We can say that Big Data resources cannot be analyzed in their entirety (all at once), Big Data analysis is a multi-step process where data is extracted, filtered and transformed through frequent analysis, which can be fragmented or recursive.
Big data vs small data
Big Data is also not small data that no longer fits on a spreadsheet, nor is it a database that has became too large. Typically, small data aims to answer a specific question and its located in a single institution, single computer or sometimes a single file.

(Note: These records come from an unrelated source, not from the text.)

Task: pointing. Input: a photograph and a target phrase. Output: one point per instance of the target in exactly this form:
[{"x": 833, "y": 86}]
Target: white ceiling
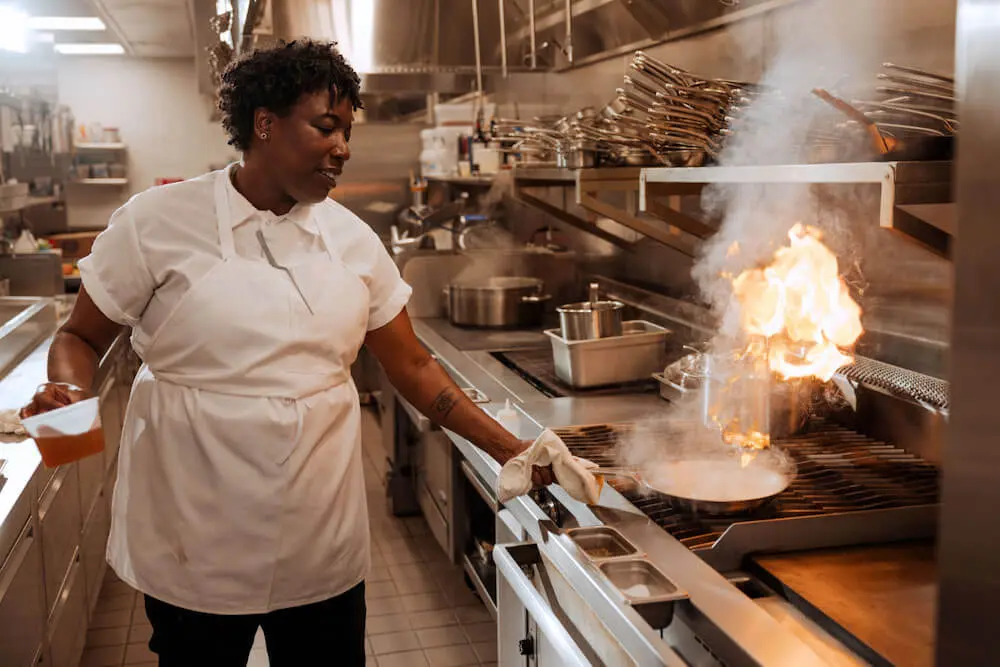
[{"x": 146, "y": 28}]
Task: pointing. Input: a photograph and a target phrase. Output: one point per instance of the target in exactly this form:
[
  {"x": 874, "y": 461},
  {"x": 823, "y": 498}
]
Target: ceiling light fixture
[
  {"x": 13, "y": 29},
  {"x": 90, "y": 49},
  {"x": 66, "y": 23}
]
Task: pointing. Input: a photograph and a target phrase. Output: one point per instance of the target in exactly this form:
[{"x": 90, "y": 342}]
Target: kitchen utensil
[
  {"x": 497, "y": 302},
  {"x": 270, "y": 259},
  {"x": 67, "y": 434},
  {"x": 882, "y": 144},
  {"x": 645, "y": 588},
  {"x": 598, "y": 362},
  {"x": 586, "y": 320},
  {"x": 716, "y": 485}
]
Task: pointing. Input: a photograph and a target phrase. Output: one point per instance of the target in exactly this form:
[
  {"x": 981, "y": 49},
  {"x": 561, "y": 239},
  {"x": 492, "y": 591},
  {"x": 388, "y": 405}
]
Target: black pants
[{"x": 331, "y": 632}]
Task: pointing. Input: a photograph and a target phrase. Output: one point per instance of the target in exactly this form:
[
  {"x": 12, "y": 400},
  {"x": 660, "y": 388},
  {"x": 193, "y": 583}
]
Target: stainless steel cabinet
[
  {"x": 52, "y": 577},
  {"x": 93, "y": 545},
  {"x": 113, "y": 410},
  {"x": 60, "y": 524},
  {"x": 22, "y": 603}
]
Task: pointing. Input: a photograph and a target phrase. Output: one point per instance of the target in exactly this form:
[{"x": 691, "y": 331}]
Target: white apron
[{"x": 240, "y": 487}]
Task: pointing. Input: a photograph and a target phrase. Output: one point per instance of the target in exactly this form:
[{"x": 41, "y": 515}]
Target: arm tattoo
[{"x": 444, "y": 403}]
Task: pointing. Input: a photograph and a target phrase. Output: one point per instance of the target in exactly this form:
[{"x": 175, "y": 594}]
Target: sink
[{"x": 24, "y": 322}]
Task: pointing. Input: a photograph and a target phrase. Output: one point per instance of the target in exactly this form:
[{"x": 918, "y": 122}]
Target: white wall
[{"x": 161, "y": 116}]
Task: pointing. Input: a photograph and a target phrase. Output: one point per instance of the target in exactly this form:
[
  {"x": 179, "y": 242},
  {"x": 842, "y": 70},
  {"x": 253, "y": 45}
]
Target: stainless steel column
[{"x": 969, "y": 538}]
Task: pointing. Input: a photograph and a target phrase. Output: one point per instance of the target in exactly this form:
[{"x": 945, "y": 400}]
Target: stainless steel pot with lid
[
  {"x": 587, "y": 320},
  {"x": 497, "y": 302}
]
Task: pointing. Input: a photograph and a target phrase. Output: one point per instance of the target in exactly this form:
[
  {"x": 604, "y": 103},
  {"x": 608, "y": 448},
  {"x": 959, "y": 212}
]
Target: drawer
[
  {"x": 435, "y": 521},
  {"x": 112, "y": 417},
  {"x": 13, "y": 525},
  {"x": 59, "y": 527},
  {"x": 68, "y": 625},
  {"x": 22, "y": 605},
  {"x": 93, "y": 547}
]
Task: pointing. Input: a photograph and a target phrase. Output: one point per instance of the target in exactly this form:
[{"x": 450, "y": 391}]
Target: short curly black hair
[{"x": 276, "y": 78}]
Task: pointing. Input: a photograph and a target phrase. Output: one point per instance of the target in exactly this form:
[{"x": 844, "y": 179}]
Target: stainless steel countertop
[
  {"x": 745, "y": 631},
  {"x": 16, "y": 388}
]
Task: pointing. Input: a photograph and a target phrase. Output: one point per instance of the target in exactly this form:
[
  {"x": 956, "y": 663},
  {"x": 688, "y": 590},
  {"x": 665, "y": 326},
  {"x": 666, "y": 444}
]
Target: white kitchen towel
[
  {"x": 571, "y": 473},
  {"x": 10, "y": 423}
]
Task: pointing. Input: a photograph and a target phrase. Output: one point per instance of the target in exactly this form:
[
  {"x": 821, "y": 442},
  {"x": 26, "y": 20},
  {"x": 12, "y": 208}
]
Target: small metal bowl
[
  {"x": 645, "y": 589},
  {"x": 602, "y": 543}
]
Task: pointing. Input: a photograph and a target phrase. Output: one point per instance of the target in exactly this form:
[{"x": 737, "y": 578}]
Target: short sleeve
[
  {"x": 115, "y": 273},
  {"x": 388, "y": 293}
]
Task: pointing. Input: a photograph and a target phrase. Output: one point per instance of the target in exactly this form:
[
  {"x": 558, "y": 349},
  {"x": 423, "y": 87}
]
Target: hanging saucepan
[
  {"x": 714, "y": 484},
  {"x": 587, "y": 320}
]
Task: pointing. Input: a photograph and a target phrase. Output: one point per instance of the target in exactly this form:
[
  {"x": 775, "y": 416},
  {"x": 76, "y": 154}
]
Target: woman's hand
[
  {"x": 52, "y": 396},
  {"x": 540, "y": 475}
]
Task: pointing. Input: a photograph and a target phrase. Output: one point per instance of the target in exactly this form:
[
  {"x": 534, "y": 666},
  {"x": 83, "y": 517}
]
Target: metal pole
[
  {"x": 968, "y": 630},
  {"x": 503, "y": 39},
  {"x": 479, "y": 55},
  {"x": 531, "y": 26},
  {"x": 569, "y": 31}
]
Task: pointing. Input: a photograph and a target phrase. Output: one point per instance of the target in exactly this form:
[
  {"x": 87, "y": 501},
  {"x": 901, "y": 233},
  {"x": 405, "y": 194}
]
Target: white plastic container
[
  {"x": 632, "y": 357},
  {"x": 67, "y": 434}
]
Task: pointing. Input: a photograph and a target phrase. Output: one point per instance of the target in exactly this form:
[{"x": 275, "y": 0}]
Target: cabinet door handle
[
  {"x": 537, "y": 607},
  {"x": 479, "y": 486},
  {"x": 16, "y": 560}
]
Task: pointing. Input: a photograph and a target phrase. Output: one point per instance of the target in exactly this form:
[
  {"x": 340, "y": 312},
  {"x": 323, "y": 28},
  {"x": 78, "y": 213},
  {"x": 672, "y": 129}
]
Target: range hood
[
  {"x": 398, "y": 46},
  {"x": 424, "y": 46}
]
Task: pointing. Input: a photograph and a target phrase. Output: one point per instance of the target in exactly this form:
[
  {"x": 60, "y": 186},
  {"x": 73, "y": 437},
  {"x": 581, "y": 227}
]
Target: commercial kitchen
[{"x": 711, "y": 245}]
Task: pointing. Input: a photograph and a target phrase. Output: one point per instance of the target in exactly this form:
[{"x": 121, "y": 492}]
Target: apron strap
[
  {"x": 223, "y": 213},
  {"x": 324, "y": 235}
]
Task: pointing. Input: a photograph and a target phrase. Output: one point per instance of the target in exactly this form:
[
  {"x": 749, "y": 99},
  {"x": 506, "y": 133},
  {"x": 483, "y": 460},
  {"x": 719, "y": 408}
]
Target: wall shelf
[
  {"x": 31, "y": 201},
  {"x": 101, "y": 181}
]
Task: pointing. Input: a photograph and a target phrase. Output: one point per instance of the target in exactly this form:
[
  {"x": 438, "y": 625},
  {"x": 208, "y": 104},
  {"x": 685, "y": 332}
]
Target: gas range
[{"x": 850, "y": 489}]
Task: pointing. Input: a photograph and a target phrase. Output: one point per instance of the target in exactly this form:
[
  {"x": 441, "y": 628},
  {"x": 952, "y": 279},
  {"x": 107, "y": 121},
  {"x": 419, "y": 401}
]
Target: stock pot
[{"x": 497, "y": 302}]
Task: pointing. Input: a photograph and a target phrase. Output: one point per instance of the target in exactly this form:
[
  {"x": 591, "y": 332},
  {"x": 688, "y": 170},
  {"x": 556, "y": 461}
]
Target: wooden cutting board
[{"x": 885, "y": 596}]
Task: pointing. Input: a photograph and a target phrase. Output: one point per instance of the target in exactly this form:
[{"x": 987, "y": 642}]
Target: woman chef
[{"x": 240, "y": 501}]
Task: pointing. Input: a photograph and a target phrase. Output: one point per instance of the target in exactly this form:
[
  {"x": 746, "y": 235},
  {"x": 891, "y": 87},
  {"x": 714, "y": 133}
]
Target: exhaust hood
[{"x": 425, "y": 46}]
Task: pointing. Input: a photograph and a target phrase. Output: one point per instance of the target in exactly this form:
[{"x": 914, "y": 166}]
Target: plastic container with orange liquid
[{"x": 67, "y": 434}]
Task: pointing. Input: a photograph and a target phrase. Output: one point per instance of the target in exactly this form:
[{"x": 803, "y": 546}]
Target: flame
[{"x": 802, "y": 306}]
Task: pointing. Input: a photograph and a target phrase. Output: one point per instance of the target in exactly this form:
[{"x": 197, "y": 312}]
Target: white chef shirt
[{"x": 160, "y": 244}]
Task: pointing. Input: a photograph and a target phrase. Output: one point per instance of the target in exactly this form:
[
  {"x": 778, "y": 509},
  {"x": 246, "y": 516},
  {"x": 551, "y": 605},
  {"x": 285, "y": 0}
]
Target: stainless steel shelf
[
  {"x": 101, "y": 181},
  {"x": 909, "y": 190},
  {"x": 523, "y": 175}
]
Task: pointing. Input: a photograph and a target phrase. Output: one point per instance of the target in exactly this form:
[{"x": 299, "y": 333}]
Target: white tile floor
[{"x": 420, "y": 611}]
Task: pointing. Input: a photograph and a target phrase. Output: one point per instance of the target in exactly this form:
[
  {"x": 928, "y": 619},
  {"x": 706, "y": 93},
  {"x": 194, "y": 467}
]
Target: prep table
[{"x": 769, "y": 611}]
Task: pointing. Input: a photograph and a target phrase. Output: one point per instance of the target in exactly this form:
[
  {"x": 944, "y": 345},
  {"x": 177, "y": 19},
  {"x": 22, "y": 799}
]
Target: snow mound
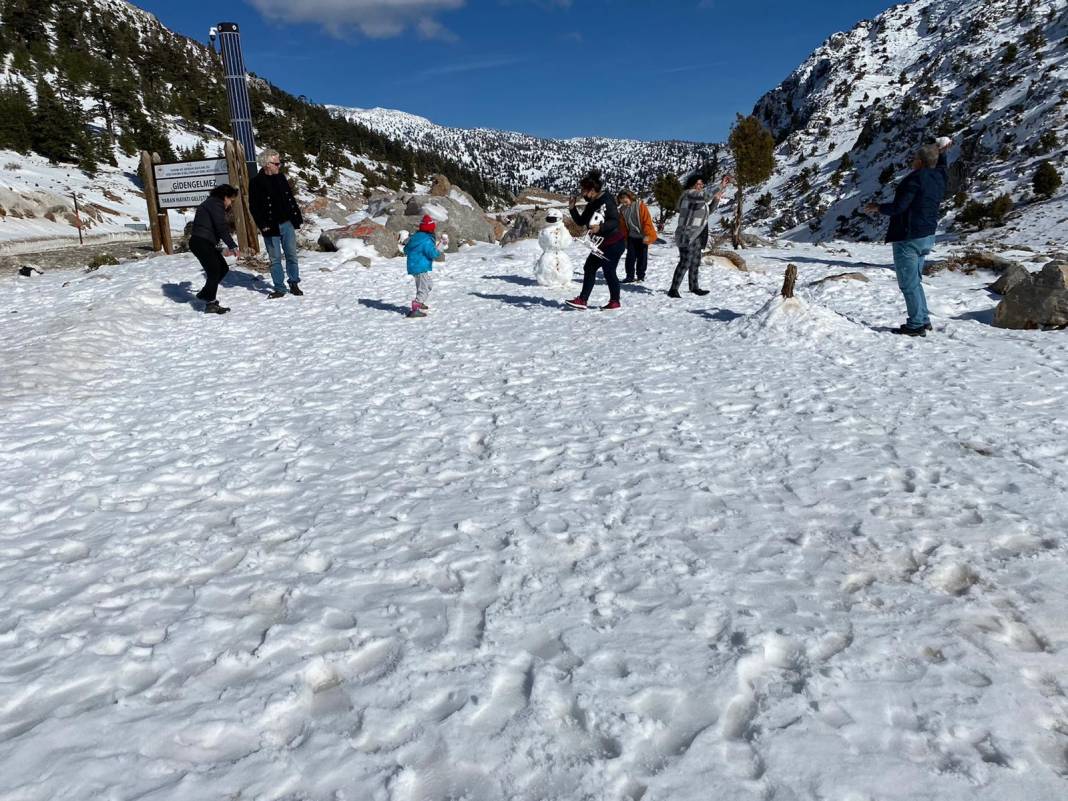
[{"x": 797, "y": 318}]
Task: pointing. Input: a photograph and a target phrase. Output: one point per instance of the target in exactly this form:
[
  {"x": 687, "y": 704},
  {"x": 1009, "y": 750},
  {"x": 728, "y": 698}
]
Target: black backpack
[{"x": 957, "y": 174}]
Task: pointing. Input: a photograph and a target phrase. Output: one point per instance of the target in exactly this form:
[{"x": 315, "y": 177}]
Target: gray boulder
[
  {"x": 383, "y": 240},
  {"x": 464, "y": 220},
  {"x": 529, "y": 224},
  {"x": 1039, "y": 302},
  {"x": 1012, "y": 277}
]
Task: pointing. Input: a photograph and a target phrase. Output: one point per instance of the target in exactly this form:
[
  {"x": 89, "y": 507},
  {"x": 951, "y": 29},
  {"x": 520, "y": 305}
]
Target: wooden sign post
[
  {"x": 248, "y": 235},
  {"x": 150, "y": 198},
  {"x": 187, "y": 184}
]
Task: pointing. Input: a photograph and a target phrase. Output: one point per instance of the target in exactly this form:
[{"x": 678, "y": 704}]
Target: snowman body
[{"x": 554, "y": 267}]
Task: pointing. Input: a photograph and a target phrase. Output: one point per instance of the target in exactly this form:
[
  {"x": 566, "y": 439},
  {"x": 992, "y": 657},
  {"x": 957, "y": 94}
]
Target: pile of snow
[{"x": 796, "y": 319}]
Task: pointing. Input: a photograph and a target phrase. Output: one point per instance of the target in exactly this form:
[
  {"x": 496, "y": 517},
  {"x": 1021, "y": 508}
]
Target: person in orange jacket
[{"x": 637, "y": 223}]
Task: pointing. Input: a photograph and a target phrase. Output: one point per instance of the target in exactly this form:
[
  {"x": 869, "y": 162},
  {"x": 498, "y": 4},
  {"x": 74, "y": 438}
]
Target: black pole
[
  {"x": 237, "y": 90},
  {"x": 77, "y": 216}
]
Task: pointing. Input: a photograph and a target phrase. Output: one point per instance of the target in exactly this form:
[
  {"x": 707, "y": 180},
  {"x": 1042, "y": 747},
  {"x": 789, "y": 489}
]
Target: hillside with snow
[
  {"x": 991, "y": 74},
  {"x": 517, "y": 160}
]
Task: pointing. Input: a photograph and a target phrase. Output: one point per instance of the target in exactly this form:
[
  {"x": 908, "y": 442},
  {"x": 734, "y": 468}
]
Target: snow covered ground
[{"x": 711, "y": 548}]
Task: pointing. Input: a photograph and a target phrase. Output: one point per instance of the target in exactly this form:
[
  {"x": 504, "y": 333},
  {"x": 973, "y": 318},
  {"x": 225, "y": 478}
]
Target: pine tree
[
  {"x": 1047, "y": 179},
  {"x": 16, "y": 119},
  {"x": 87, "y": 156},
  {"x": 58, "y": 129},
  {"x": 999, "y": 208},
  {"x": 754, "y": 152}
]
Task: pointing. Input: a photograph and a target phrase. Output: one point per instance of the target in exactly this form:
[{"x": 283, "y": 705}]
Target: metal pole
[
  {"x": 77, "y": 216},
  {"x": 237, "y": 90}
]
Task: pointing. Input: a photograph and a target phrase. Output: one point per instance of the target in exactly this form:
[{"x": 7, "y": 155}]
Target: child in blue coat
[{"x": 422, "y": 251}]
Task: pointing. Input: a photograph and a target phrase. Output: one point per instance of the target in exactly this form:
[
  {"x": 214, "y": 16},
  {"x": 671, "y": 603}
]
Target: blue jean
[
  {"x": 285, "y": 242},
  {"x": 909, "y": 265}
]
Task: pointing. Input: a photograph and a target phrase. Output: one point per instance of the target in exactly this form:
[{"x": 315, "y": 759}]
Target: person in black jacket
[
  {"x": 209, "y": 226},
  {"x": 913, "y": 220},
  {"x": 278, "y": 217},
  {"x": 613, "y": 241}
]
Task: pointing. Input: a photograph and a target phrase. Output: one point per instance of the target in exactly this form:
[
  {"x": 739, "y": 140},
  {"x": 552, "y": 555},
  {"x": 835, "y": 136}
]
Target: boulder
[
  {"x": 1011, "y": 278},
  {"x": 326, "y": 208},
  {"x": 1038, "y": 302},
  {"x": 457, "y": 215},
  {"x": 440, "y": 186},
  {"x": 535, "y": 197},
  {"x": 383, "y": 240},
  {"x": 969, "y": 263},
  {"x": 529, "y": 224}
]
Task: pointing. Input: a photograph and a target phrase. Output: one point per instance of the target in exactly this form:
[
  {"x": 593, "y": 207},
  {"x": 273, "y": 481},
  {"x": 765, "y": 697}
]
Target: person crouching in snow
[
  {"x": 422, "y": 252},
  {"x": 209, "y": 226}
]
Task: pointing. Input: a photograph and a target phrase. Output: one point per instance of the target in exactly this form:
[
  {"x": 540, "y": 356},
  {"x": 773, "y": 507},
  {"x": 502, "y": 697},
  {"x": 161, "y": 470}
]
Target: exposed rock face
[
  {"x": 457, "y": 215},
  {"x": 529, "y": 224},
  {"x": 440, "y": 186},
  {"x": 1038, "y": 302},
  {"x": 383, "y": 240}
]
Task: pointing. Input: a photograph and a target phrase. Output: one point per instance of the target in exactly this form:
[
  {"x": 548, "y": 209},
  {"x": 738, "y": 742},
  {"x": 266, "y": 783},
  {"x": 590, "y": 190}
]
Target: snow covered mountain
[
  {"x": 517, "y": 160},
  {"x": 991, "y": 74}
]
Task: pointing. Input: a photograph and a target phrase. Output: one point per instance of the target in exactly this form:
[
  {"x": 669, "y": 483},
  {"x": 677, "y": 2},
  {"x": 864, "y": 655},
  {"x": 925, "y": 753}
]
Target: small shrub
[
  {"x": 104, "y": 260},
  {"x": 1047, "y": 179}
]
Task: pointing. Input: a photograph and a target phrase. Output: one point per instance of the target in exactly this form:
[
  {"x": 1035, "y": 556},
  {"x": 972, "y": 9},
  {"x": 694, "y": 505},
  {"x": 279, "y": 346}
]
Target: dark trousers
[
  {"x": 612, "y": 255},
  {"x": 215, "y": 266},
  {"x": 638, "y": 253},
  {"x": 689, "y": 263}
]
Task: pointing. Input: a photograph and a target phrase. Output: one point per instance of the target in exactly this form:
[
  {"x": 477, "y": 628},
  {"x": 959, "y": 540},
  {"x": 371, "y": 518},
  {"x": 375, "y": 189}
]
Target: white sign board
[{"x": 188, "y": 183}]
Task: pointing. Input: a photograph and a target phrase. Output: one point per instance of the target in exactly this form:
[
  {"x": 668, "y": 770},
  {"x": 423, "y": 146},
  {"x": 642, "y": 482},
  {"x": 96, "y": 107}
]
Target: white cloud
[{"x": 375, "y": 18}]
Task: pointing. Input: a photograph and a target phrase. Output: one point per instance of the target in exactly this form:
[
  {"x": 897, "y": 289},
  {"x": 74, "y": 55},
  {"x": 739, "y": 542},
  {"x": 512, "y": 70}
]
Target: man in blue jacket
[{"x": 913, "y": 219}]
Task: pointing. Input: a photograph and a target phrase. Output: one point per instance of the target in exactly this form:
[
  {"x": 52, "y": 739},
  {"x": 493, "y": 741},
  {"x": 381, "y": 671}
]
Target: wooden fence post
[
  {"x": 162, "y": 215},
  {"x": 247, "y": 233},
  {"x": 150, "y": 198}
]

Criteria to characterize Big Data
-
Goals It is designed with a goal in mind, but that goal is characterized by “spanning a range” because it has a certain flexibility, and the questions answered will be about various domains. It is not possible to specify with any degree of certainly the destination of a project. This usually comes as a surprise.
-
Location Typically spread throughout the electronic space, divided between distinct networks and servers located and owned by many organizations.
-
Data structure and content It has to be capable of absorb unstructured data and the general context of the information probably will be multi-disciplinar. A data object can point to data contained on another, without being directly connected
-
Data preparation Data can come from many different sources imaginable, and is prepared by many different people; rarely will the same person who uses the data be the same person who prepared .
-
Longevity Big data projects typically contain data that needs to be stored (in the best case scenario) perpetually. Ideally, a stored resource should be absorbed into another resource when the original one is “depleted”. Many projects extend into the future and the past, acquiring data by prediction or retrospect.
-
Measurements When present, it can be obtained through various control protocols, verifying the quality of Big Data is one of the most difficult tasks for data managers.
-
Reproducible Replicating a project is rarely feasible. In most cases, one cannot wait for inconsistent or bad data to be flagged as.
-
Stakes Big Data projects can be obscenely expensive. A failed Big Data effort can lead to bankruptcy, institutional collapse, mass firings, and the sudden disintegration of all the data held in the resource. Though the costs of failure can be high in terms of money, time, and labor. Big Data failures may have some redeeming value. Each failed effort lives on as intellectual remnants consumed by the next Big Data effort.
-
Introspection Unless the Big Data resource is exceptionally well designed, the contents and organization of the resource can be inscrutable, even to the data managers.
Complete access to data, information about the data values, and information about the organization of the data is achieved through a technique herein referred to as introspection.
-
Analysis Big Data is ordinarily analyzed in incremental steps. The data are extracted, reviewed, reduced, normalized, transformed, visualized, interpreted, and reanalyzed with different methods.